August 16, 2006

Martin Clunes to star in drama about cultural artefact restitution

Posted at 8:37 pm in Similar cases

A new drama series, which the UK’s ITV are starting filming on next year, is based around an imaginary restitution case involving the British Museum & a Maori tribe. If nothing else, it should help to raise the profile of the numerous restitution cases involving the museum.
(Relevant paragraphs are at the end of the article)

From:
Manchester Evening News

Wednesday, 16th August 2006
On his best behaviour
Ian Wylie

MARTIN Clunes was delighted when he received an invite to perform at Buckingham Palace. “It was fantastic, I’m a huge royalist,” he grins.

“I absolutely adore the Queen. The first time I met her, I think I really put her off. I was just too excited. And you could see her thinking: `We’ve got a grinner!’ She moved on, wisely I think.”

His royal command was to play the role of Pc Plod at June’s Children’s Party At The Palace, part of the Queen’s 80th birthday celebrations. Martin took young daughter Emily with him.

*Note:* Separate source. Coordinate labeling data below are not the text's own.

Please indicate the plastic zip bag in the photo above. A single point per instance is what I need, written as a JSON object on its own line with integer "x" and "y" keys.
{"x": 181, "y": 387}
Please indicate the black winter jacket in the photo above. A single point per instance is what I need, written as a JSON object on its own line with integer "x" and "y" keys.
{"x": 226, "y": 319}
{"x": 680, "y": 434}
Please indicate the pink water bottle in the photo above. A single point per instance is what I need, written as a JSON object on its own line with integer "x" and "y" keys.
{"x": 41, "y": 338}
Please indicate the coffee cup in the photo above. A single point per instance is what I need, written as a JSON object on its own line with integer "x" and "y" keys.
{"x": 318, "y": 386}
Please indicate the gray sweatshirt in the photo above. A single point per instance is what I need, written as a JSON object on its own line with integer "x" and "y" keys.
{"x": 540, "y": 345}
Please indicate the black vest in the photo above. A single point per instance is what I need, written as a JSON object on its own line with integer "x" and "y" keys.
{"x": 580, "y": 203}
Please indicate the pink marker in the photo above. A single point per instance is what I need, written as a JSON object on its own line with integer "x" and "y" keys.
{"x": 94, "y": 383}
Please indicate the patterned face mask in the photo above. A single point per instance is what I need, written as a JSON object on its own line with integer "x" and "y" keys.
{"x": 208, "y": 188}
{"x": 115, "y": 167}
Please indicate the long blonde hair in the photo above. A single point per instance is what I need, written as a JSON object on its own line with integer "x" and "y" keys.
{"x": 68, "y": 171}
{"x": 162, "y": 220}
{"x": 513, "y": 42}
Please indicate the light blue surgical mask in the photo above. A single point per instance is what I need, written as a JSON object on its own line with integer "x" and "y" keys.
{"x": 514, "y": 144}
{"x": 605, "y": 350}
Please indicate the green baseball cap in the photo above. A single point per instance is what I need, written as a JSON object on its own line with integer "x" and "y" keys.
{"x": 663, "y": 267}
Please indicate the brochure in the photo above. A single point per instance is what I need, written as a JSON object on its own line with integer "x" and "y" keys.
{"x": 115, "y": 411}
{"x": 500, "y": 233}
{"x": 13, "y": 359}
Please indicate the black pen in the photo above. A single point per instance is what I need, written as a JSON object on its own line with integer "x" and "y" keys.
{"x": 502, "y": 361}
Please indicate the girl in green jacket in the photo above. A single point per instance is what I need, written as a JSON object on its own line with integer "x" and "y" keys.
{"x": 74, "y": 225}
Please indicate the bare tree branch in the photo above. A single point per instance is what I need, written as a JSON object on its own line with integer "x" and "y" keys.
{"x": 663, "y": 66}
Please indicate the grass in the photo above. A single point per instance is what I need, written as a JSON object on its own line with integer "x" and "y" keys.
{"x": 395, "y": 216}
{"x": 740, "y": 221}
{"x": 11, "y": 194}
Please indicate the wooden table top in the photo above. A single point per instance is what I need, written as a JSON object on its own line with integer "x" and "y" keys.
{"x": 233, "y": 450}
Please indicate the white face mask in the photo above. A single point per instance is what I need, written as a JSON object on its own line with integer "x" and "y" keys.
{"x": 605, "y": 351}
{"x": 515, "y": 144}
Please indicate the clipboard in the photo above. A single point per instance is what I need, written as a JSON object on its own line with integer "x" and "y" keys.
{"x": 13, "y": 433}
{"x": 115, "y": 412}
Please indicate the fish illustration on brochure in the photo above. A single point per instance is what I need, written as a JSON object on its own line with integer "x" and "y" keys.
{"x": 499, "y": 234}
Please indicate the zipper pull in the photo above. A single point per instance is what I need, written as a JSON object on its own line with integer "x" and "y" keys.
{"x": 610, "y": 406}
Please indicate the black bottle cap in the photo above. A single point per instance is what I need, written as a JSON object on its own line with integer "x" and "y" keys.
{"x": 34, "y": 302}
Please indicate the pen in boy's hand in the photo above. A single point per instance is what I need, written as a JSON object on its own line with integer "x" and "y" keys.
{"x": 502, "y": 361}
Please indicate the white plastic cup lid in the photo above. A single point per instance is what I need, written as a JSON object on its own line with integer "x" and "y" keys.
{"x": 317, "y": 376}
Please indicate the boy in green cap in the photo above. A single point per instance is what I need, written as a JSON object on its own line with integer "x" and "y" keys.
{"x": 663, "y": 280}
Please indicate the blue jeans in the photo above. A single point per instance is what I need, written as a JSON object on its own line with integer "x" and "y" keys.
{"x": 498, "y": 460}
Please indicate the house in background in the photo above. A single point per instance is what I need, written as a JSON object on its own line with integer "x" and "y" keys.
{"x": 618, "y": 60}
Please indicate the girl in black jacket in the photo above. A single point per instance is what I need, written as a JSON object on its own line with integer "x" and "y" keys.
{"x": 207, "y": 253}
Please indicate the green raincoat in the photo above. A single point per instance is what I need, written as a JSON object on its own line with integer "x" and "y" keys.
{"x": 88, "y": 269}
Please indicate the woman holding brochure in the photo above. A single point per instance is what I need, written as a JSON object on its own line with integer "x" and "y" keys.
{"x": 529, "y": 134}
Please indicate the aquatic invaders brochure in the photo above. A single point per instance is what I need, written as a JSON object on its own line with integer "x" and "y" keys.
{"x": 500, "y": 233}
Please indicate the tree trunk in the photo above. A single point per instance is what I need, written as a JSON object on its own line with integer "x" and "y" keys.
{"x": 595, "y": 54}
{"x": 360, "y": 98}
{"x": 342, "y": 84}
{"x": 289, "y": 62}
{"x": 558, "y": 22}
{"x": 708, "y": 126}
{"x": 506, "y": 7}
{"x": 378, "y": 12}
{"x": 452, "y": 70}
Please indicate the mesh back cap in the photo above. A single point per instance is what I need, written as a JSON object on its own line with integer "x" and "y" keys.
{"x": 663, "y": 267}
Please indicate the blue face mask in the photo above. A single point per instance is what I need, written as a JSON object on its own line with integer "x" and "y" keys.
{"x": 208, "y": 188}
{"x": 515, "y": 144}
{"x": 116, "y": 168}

“Emily was even more excited about meeting Mary Poppins, than seeing the Queen,” he laughs.

The Doc Martin star is back on screen next month, playing a man who discovers he has testicular cancer, in a bittersweet drama called Losing It (ITV1, September).

It’s written by former advertising executive Paul Mendelson, the creator of My Hero and May to December, and based on his own real life story. Martin plays ad copywriter Phil, a father-of-two married to Nancy (Holly Aird).

The one-off film is both funny and revealing about what happens when someone in the family has to deal with cancer.

“The drama is not maudlin or gloomy,” Martin points out. “It is filled with hope and light.”

Even so, he did experience some darker moments while filming radiotherapy scenes at a hospital in Bristol.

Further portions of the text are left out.